O autor João Paulo
André, professor de Química na Universidade do Minho, apresenta o seu mais recente livro "Poções e Paixões" (Gradiva, colecção Ciência Aberta) com extractos e links par algumas óperas (em cima a Madama Butterfly):
“Como pode uma história ficcional, consubstanciada pelas
acções que decorrem em cena, encantar e emocionar intensamente uma audiência? A
verdade é que, ao sermos conduzidos pelos actores ao âmago de um enredo,
entramos numa permuta emocional activa em que partilhamos os problemas dos
personagens, sentindo e vivendo as metamorfoses das suas emoções e os seus
conflitos. Em suma, estabelecemos empatia com os personagens da narrativa.

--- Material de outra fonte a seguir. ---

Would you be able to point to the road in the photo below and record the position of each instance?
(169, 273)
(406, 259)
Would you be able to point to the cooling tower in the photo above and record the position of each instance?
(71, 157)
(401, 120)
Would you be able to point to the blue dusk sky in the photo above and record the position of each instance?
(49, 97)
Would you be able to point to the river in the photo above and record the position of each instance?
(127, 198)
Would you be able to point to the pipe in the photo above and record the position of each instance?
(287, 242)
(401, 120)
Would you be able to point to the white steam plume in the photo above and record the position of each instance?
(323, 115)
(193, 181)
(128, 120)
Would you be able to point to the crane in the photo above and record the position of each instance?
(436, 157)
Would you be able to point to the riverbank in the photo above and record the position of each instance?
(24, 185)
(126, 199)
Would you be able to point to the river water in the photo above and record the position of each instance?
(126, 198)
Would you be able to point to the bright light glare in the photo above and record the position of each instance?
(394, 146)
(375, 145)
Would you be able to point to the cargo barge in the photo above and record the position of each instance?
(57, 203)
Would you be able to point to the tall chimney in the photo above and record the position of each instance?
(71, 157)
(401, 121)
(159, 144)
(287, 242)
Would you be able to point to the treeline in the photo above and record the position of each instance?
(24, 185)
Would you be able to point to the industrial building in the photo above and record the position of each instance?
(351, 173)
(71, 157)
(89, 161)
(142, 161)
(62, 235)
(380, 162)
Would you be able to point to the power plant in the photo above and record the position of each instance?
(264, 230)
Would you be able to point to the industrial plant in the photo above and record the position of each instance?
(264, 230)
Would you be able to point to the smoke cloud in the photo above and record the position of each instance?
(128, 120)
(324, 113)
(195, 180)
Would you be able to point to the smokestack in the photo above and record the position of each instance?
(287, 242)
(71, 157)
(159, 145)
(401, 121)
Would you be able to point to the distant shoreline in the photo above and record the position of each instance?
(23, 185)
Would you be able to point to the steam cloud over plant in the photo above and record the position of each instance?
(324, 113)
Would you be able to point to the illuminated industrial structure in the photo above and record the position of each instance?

Madama Butterfly de Puccini
O que acabou de ser exposto poderá ser
ilustrado com a ópera Madama Butterfly (1904) de Puccini. Ao apercebermo‑nos
da tristeza e das saudades que Cio‑Cio‑San sente por Pinkerton, o marido que há
muito a abandonou, estabelecemos com ela uma relação de empatia e, por isso,
sofremos também (mesmo que a soprano que interpreta o papel tenha quarenta e
cinco anos, ou seja, o triplo da idade do personagem que encarna - o que, de
resto, é bastante comum).
Cartaz de Leopoldo Metlicovitz para a estreia de Madama
Butterfly
A empatia tem na verdade uma base
neuropsicológica, a qual reside nos sistemas de neurónios-espelho. Eles
constituem a parte do nosso sistema nervoso que nos permite reconhecer e
simular mentalmente uma acção que observamos, contribuindo, assim, para que se
atenuem certas fronteiras entre nós e os outros. Em nós, humanos, esses
sistemas neuronais encontram‑se localizados sobretudo nas áreas cerebrais
envolvidas no processamento da linguagem e na
interpretação de expressões faciais - aspectos que são essenciais na arte
dramática.”
“No I acto de Carmen (1875) de Bizet, as cigarreras
saem da fábrica de tabaco com o charuto nos dentes e, rebolando as ancas,
elogiam a natureza sedutora do fumo. Por sua vez, os voyeurs e
pretendentes que as aguardam também fumam para matar o tempo («On
fume, on jase...»). A quem não passou despercebido o conteúdo deste
coro, conhecido como «La fumée», e muito em particular os versos «Sobe
suavemente à cabeça, e, lentamente, / Deixa a alma em festa!», foi a uma
agência governamental australiana, de seu nome Healthway (!), que
imediatamente suspendeu o financiamento de uma produção da ópera que a West
Australian Opera iria levar à cena em 2014. O argumento apresentado foi o de a
obra de Bizet fomentar de forma explícita o tabagismo”.
(Excerto do capítulo 5)
(Excerto do capítulo 5)
Planta do tabaco e estrutura molecular da nicotina
Francesca da Rimini de Zandonai
Entre muitos exemplos clássicos de «amores à
primeira vista», poderá citar‑se o caso de Paolo e Francesca, personagens
históricos da Itália medieval cuja paixão arrebatadora é relatada na Divina
Comédia de Dante Alighieri (canto v de O Inferno - o par amoroso, condenado pelo pecado
da luxúria, encontra‑se no segundo círculo do Inferno, chicoteado
incessantemente por um redemoinho de vento).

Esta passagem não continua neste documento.